女孩满面污垢躺在土堆上,下身赤@%裸,袜子只剩一只,内##裤卷在秀发里,毛衣内##衣整个堆在脖子上,她的脖颈生的美,又白又长,叶承荫无数次肖想在那之上留下些痕迹,只是现在,他搞砸了。
他一时冷的彻底,跑过沸腾的血也再次冰凉,大脑一团乱麻许久,可能也没有多久,他混乱得厉害,也许是掉进了不知名的洞里,丧失了时间感。
他打了个激灵,扯下厚重的外套迅速冲过去将女孩裹进怀里。
“我……”他牙齿打战,冷气从喉咙向上顶,哆哆嗦嗦差点说不成话,“我带你……带你去医院……”他抱起她,可是外套裹不住她血迹斑斑的下##体,他看到几米外混在垃圾里的大衣,抱着女孩去拿,却被抓住了手臂。

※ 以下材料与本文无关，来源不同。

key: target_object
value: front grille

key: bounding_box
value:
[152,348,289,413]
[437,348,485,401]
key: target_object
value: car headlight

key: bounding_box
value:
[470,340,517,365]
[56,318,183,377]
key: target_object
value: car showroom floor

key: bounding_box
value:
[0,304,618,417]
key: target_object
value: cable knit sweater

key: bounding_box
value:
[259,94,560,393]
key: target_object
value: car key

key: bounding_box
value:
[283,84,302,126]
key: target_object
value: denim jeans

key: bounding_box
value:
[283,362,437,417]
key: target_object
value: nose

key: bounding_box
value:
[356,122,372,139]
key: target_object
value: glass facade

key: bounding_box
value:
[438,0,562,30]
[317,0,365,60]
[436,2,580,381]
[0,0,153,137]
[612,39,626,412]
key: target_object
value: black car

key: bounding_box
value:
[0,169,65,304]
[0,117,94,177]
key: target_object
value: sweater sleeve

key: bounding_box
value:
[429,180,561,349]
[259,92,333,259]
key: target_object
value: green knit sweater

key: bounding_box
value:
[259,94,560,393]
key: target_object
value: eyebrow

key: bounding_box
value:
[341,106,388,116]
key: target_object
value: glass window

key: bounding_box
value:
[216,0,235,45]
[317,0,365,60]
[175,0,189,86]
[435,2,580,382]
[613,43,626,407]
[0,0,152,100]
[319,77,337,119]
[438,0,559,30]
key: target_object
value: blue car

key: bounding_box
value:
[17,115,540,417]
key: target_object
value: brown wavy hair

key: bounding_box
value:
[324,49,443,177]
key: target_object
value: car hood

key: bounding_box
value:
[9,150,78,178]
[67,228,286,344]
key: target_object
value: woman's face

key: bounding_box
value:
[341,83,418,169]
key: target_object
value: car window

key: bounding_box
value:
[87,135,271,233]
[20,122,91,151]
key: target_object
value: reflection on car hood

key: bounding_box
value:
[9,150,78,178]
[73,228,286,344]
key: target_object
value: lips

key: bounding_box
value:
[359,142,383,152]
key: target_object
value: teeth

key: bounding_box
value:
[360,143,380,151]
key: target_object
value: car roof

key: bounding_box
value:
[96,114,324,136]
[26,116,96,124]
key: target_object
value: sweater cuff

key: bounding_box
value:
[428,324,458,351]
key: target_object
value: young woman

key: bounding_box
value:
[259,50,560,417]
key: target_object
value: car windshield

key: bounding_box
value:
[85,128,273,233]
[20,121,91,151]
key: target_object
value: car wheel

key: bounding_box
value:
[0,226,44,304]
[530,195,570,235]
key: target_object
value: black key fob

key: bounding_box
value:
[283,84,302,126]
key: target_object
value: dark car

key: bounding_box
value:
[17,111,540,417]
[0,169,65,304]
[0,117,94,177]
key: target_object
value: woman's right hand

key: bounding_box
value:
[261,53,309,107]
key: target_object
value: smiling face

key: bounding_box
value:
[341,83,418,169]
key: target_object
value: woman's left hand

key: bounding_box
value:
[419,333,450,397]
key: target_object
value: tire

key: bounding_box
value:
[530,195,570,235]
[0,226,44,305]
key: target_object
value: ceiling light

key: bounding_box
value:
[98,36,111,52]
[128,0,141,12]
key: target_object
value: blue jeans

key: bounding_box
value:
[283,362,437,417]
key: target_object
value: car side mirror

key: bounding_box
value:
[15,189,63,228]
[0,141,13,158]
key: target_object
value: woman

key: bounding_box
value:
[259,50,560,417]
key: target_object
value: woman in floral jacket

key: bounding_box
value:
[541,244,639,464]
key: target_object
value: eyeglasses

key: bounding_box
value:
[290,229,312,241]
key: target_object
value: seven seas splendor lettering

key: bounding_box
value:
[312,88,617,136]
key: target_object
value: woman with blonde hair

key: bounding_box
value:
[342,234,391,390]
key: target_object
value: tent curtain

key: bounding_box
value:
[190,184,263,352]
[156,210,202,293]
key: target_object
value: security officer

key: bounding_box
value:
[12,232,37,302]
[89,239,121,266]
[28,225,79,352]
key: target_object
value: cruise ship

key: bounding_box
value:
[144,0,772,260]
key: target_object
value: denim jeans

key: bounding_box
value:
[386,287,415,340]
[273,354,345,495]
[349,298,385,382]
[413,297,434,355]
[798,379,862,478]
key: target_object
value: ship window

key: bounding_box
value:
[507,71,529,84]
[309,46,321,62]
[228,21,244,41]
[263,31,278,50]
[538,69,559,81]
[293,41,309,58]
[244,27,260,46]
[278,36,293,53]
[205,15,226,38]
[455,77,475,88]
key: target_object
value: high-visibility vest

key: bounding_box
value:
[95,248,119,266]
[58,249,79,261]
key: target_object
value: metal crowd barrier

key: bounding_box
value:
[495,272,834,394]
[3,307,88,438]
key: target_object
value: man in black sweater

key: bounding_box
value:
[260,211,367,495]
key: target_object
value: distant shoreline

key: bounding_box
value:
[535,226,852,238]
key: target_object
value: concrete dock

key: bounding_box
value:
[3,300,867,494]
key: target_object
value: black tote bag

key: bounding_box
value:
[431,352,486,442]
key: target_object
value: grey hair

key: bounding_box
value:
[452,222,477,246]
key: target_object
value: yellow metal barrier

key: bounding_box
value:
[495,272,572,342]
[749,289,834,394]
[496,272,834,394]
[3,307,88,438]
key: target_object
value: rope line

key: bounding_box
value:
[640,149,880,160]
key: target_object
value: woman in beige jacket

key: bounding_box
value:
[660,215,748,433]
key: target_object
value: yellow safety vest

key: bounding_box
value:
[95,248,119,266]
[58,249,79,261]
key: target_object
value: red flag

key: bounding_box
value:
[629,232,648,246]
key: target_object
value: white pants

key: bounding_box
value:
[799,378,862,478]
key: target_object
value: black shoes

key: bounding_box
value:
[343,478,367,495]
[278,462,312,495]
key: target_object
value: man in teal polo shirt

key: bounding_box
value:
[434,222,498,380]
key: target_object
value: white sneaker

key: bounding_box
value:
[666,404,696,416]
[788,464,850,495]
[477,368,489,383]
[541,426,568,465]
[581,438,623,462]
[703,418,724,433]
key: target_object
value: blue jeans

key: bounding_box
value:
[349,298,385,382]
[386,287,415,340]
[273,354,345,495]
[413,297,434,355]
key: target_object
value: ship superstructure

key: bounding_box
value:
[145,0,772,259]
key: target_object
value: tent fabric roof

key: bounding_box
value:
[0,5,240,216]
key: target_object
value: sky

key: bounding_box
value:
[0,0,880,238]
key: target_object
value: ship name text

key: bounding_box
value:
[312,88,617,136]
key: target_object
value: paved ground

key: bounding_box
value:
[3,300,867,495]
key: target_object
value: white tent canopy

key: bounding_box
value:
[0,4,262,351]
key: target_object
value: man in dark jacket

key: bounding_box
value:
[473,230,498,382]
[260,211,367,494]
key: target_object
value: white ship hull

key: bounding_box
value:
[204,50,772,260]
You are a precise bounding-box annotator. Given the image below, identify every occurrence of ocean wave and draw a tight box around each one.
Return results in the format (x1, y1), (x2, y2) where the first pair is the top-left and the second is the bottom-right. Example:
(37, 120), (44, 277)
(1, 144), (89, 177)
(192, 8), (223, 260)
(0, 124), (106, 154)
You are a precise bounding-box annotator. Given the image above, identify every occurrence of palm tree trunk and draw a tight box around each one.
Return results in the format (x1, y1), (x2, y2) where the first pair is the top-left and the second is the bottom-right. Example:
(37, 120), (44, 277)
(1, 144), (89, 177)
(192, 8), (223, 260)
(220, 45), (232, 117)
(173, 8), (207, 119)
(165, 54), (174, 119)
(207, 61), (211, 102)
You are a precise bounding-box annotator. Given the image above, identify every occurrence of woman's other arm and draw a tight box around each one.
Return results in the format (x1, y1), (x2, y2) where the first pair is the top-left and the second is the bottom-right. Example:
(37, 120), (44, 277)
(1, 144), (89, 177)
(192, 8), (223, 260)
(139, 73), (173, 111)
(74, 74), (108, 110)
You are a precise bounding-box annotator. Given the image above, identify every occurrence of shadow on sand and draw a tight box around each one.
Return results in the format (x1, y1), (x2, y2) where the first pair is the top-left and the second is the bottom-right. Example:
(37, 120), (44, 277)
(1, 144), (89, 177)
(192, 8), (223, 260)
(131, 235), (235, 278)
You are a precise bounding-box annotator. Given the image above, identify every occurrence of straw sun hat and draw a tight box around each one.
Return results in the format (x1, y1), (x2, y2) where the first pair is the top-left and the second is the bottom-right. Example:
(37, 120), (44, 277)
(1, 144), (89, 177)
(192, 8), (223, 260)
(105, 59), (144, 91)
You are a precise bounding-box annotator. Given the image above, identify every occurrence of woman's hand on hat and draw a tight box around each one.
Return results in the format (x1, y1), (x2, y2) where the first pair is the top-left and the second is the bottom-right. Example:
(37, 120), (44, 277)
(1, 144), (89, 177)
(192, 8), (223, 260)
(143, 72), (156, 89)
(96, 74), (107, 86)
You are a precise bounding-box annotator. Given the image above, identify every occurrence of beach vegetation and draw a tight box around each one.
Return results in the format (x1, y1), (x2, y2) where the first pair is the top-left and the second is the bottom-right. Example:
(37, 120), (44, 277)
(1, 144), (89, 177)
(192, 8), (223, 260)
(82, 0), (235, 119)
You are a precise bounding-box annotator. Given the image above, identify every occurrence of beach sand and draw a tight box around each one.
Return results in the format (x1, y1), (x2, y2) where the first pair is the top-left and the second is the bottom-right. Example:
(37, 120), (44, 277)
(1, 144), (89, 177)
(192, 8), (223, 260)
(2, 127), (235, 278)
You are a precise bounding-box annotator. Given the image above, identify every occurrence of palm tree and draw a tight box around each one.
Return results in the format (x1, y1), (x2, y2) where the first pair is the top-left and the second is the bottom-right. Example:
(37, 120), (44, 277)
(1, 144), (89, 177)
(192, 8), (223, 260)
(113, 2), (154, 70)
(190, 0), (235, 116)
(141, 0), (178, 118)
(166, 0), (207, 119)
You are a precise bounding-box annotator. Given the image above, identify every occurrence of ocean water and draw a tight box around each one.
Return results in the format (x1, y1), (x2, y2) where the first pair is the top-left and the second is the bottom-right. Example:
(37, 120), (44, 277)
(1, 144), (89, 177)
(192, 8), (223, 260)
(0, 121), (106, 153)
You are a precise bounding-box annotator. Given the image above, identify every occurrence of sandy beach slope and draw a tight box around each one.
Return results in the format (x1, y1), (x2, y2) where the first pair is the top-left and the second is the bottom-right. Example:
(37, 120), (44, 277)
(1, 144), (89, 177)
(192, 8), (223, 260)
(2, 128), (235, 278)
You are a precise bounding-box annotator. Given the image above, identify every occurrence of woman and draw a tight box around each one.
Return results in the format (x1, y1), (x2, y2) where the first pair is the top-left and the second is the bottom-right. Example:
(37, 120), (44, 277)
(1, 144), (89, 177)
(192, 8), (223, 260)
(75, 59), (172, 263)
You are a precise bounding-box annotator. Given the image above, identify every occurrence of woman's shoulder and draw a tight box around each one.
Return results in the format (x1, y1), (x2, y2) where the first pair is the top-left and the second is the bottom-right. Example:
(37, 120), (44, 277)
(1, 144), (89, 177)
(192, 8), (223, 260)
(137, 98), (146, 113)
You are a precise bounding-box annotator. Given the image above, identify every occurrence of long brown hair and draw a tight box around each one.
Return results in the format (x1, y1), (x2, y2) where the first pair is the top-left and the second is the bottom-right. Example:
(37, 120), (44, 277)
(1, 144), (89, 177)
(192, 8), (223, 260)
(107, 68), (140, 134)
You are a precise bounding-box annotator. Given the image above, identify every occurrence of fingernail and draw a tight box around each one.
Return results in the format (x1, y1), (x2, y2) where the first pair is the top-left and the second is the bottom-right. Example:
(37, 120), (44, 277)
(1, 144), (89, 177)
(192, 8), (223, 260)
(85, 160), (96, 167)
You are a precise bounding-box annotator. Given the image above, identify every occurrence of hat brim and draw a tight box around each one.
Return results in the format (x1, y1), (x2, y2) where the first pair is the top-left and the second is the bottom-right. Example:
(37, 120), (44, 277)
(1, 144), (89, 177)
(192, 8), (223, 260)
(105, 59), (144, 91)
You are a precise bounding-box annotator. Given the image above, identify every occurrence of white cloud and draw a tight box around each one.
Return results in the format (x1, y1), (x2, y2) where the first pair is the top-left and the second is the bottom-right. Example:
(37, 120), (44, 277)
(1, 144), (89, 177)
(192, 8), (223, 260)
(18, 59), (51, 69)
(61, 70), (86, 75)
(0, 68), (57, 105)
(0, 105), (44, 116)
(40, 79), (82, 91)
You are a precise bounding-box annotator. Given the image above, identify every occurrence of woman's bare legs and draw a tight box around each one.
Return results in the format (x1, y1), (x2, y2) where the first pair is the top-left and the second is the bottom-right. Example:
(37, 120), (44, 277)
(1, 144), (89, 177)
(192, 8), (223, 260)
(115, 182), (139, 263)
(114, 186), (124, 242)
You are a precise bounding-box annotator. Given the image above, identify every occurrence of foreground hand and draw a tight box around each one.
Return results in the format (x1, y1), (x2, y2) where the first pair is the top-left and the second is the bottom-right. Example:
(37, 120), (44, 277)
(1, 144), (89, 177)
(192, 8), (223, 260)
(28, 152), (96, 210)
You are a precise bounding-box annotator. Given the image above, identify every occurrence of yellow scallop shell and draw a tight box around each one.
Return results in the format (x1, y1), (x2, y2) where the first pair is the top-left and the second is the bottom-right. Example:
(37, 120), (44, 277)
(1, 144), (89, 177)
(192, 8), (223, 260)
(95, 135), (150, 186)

她干涩的眼眶注视他,她本该奄奄一息,可是那眸中坚定宛如峭壁崖柏峥嵘勃发,令人羞愧,她张嘴示意他凑近来听:“我和之槐已经完了,你别想利用我伤害她。”
她说完喘着笑出声,像一个胜者,宣告这片空旷鬼域。
叶承荫不知哪里痛得厉害,他把她裹了严实,紧紧抱在怀里。突然想被人打通了任督二脉恍然顿悟——他喜欢她。
太晚了。
坐在医院走廊他才发现手腕被她抓破了皮,怪不得这么疼。
他握着手腕,想他们早有预谋的初遇,和意料之外的相见恨晚,想他们各自的私欲,瞒瞒藏藏,想他看到来人是她的愤怒和失措,想他狠心坐车离去,又慌张折返……
可是太晚了。
他在自己设的局里沦为棋子,精心算计全变成笑柄,他妄想在千变万化的命运之盘中一成不变的成功,难怪一败涂地。
十八年,他唯一的心动,死无葬身处。
董思佳自诩双商点满,因此肆意妄为多年,还极少有人了解她的真面目。
有敏锐的人们对她不满,或者被她戏耍得罪的那些人,那些危机,她总有办法化解。
之槐没有朋友,不代表董思佳没有。
所以当叶承荫瑟缩在她每日路过之地,被几个男生围堵,她立刻联想到设局勾搭之槐的自己,脑中只有异曲同工四个字。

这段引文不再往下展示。